Entre visible et invisible

Les carnets de Richard Peduzzi, scénographe de Patrice Chéreau.

Gilles Costaz  • 8 janvier 2015 abonné·es

Richard Peduzzi est l’un des plus brillants scénographes français. Et aussi un pédagogue, puisqu’il a dirigé l’école des Arts décoratifs et la Villa Médicis. Dans un gros livre illustré, Là-bas, c’est dehors, il se raconte un peu. Un peu seulement, parce que sa nature ne le pousse pas à parler beaucoup de lui-même et à hausser le ton. Mais, profitant des pages d’un ouvrage où ses décors pour Patrice Chéreau et quelques autres ne prennent pas toute la place, il évoque son destin peu banal.

C’est un enfant du Havre, qui passe son enfance parmi les ruines laissées par la guerre et dans les cafés.
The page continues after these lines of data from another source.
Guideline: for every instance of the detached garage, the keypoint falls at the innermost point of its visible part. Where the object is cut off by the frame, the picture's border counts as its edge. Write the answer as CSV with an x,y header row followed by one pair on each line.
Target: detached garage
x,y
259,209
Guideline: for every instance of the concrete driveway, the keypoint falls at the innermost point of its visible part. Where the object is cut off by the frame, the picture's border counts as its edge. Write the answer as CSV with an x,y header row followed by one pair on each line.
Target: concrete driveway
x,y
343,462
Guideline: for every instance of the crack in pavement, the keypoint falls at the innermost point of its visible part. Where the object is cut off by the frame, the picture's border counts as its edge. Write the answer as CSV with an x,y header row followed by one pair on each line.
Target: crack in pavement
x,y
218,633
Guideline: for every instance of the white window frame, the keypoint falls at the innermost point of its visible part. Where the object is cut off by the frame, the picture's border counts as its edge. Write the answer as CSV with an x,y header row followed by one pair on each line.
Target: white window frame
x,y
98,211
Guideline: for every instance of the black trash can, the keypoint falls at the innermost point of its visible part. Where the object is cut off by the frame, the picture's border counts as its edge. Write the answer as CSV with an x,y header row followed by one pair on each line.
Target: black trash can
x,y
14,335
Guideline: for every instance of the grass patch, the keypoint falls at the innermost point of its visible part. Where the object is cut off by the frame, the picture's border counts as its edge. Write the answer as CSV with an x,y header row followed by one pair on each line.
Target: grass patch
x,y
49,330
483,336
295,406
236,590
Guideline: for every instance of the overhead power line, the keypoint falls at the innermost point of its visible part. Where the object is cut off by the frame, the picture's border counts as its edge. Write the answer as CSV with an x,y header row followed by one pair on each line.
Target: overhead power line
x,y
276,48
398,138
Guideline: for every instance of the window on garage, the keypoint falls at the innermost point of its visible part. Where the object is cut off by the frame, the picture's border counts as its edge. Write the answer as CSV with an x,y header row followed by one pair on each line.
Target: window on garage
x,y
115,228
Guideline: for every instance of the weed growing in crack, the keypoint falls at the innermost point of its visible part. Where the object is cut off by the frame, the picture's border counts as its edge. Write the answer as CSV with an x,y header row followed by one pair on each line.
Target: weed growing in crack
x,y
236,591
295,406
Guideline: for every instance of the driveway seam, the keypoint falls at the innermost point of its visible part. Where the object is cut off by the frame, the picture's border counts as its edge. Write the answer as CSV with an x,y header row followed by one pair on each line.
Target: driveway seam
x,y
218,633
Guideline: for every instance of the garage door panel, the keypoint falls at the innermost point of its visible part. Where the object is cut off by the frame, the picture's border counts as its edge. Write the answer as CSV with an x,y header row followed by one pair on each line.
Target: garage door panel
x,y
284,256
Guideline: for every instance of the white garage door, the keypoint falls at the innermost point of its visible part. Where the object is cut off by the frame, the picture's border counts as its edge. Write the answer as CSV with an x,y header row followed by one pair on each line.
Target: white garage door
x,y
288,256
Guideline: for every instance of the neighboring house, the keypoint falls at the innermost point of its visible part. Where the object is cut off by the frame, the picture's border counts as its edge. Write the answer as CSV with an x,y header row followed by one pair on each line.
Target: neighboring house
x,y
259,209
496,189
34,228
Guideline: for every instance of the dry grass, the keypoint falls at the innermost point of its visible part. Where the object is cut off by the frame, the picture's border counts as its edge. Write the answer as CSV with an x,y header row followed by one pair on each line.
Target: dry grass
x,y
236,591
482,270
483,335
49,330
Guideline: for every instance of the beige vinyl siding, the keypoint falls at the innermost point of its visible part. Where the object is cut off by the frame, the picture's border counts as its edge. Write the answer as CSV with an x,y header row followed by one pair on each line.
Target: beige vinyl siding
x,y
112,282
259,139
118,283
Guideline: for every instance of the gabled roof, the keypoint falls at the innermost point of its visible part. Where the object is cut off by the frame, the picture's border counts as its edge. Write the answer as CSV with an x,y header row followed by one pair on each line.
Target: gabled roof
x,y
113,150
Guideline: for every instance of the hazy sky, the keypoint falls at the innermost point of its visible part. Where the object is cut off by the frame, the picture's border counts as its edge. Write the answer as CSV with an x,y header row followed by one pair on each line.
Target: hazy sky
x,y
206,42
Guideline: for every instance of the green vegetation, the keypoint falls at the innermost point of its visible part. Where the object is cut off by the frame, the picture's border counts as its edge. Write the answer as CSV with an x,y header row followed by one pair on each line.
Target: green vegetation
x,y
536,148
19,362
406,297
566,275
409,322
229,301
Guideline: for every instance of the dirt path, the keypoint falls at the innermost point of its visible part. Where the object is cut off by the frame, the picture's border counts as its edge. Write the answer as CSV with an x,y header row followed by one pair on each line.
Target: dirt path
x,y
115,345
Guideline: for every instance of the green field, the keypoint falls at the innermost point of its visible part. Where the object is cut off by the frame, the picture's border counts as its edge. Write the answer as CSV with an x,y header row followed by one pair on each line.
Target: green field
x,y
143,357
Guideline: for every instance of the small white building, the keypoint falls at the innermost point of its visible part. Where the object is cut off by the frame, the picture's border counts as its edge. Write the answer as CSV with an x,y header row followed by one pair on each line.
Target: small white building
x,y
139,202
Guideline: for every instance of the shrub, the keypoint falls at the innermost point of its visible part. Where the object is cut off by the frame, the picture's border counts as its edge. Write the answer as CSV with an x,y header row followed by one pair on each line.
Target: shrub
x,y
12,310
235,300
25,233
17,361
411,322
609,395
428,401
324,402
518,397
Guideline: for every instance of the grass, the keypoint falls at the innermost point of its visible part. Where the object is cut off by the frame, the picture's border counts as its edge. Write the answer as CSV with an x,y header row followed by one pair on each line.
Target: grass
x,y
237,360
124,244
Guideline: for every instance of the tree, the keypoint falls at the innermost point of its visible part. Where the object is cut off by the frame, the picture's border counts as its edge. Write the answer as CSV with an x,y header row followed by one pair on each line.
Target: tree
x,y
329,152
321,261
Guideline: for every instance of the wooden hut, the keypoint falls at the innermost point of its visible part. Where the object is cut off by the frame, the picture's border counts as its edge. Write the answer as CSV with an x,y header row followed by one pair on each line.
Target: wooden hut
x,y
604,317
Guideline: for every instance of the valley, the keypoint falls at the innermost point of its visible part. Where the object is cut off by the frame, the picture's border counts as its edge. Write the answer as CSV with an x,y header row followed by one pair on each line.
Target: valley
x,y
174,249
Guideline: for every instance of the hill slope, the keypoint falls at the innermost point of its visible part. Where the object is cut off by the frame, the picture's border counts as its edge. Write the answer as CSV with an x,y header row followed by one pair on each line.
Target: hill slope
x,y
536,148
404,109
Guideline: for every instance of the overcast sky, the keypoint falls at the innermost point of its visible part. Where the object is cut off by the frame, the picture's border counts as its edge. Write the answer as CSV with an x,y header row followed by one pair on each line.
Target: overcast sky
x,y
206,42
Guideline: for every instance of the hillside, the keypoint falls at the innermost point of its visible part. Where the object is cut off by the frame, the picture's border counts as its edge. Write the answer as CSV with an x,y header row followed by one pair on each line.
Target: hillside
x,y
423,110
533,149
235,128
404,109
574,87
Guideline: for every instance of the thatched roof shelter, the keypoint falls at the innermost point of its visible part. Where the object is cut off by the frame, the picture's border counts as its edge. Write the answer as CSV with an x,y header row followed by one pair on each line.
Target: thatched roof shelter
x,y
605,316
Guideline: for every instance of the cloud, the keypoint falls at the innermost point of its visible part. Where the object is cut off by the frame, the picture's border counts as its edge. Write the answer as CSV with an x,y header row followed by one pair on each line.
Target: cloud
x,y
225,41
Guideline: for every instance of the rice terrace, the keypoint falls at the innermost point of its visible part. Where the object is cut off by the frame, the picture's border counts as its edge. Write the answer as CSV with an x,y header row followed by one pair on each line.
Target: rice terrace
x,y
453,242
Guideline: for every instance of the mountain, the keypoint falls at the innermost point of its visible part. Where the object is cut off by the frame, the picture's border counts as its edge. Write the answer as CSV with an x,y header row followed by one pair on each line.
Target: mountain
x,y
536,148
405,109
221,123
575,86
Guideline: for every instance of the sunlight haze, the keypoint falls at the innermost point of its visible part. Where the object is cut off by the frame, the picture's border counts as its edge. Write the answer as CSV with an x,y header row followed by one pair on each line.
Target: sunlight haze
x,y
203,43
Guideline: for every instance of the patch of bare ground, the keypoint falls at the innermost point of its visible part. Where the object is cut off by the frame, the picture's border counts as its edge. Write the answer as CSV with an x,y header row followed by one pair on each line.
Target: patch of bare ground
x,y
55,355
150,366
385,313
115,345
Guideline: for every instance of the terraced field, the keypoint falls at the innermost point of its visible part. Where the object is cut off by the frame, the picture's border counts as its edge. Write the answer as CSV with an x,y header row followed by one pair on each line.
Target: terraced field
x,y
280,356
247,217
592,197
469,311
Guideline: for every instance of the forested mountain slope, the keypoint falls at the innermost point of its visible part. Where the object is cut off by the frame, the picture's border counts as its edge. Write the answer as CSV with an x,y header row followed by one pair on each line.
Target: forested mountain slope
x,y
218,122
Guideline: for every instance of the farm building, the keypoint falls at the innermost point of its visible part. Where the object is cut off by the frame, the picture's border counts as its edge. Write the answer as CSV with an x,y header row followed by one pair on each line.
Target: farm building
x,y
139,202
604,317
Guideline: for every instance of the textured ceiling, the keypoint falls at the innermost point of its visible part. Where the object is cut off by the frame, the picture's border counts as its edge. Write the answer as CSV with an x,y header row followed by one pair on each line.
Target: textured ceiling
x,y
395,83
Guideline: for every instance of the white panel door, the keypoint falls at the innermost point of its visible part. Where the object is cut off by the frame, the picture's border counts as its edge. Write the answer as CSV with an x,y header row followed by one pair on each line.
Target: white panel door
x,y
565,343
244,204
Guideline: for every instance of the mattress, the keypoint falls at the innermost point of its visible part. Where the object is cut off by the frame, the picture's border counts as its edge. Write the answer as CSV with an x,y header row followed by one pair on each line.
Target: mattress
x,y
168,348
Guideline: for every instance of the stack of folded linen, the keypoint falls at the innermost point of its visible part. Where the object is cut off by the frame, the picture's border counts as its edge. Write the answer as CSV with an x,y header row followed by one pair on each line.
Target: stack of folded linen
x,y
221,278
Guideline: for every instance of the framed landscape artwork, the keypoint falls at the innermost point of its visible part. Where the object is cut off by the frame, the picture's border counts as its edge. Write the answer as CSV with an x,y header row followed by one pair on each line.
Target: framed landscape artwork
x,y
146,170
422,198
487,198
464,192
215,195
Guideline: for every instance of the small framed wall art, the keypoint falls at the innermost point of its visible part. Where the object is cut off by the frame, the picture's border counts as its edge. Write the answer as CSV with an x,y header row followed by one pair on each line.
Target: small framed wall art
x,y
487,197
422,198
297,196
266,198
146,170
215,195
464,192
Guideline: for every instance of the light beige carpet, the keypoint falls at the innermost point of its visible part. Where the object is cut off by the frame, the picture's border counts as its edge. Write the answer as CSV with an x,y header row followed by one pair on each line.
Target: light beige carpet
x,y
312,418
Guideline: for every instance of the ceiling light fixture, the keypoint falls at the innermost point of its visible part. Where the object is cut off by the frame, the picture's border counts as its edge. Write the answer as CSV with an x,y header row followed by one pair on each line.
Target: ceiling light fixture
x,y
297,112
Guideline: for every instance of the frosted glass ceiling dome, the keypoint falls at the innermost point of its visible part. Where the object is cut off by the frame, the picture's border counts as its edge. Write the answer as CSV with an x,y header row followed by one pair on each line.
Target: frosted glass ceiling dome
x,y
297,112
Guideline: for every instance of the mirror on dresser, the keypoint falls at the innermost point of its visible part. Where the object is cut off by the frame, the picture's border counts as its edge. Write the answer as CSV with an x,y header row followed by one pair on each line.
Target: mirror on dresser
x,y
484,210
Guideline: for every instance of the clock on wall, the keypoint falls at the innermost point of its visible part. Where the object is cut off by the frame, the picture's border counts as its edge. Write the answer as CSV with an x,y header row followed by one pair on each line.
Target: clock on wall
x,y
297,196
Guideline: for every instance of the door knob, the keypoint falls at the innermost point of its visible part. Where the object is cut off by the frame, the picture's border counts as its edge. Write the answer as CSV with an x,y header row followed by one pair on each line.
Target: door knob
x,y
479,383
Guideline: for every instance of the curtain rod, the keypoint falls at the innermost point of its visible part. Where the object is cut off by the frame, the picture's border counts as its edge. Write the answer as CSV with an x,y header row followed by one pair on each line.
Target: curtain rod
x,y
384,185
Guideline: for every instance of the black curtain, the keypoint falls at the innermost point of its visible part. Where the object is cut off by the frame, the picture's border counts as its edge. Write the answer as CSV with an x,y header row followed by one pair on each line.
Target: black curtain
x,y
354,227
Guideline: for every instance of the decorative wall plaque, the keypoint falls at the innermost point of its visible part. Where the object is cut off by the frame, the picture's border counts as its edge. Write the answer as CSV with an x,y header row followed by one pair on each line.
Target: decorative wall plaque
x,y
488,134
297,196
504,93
Son père, peintre, s’est séparé de sa mère et vit de façon lointaine à Paris. Sa mère est en prison – pour faits de collaboration mal établis (on croit le deviner, à travers un récit pudique). La phrase qui donne le titre au livre est précisément une formule de sa mère. Celle-ci, le recevant au parloir, lui promet de le revoir « là-bas » et ajoute : « Là-bas, c’est dehors. » Une formule pour scénographe, traitant du visible et de l’invisible ! Mis à la porte de tous les collèges et pensions, Richard Peduzzi a un jour la chance de rencontrer un maître, Charles Auffret, sculpteur et professeur de dessin, qui lui apprend beaucoup. Il rencontre Patrice Chéreau au gré d’un hasard similaire : entrant dans le théâtre de Sartrouville, il croise un jeune homme fiévreux, avec qui l’entente est immédiate. La voie royale commence, mais elle ne sera pas toujours sans obstacles ni polémiques. Richard Peduzzi conte combien les années passées à monter le triomphal Ring à Bayreuth se heurtèrent d’abord à l’hostilité de la famille Wagner et du public. Le lire donnant ses secrets de créateur d’espaces, de lignes et de masses, c’est profiter d’une parole artistique lumineuse.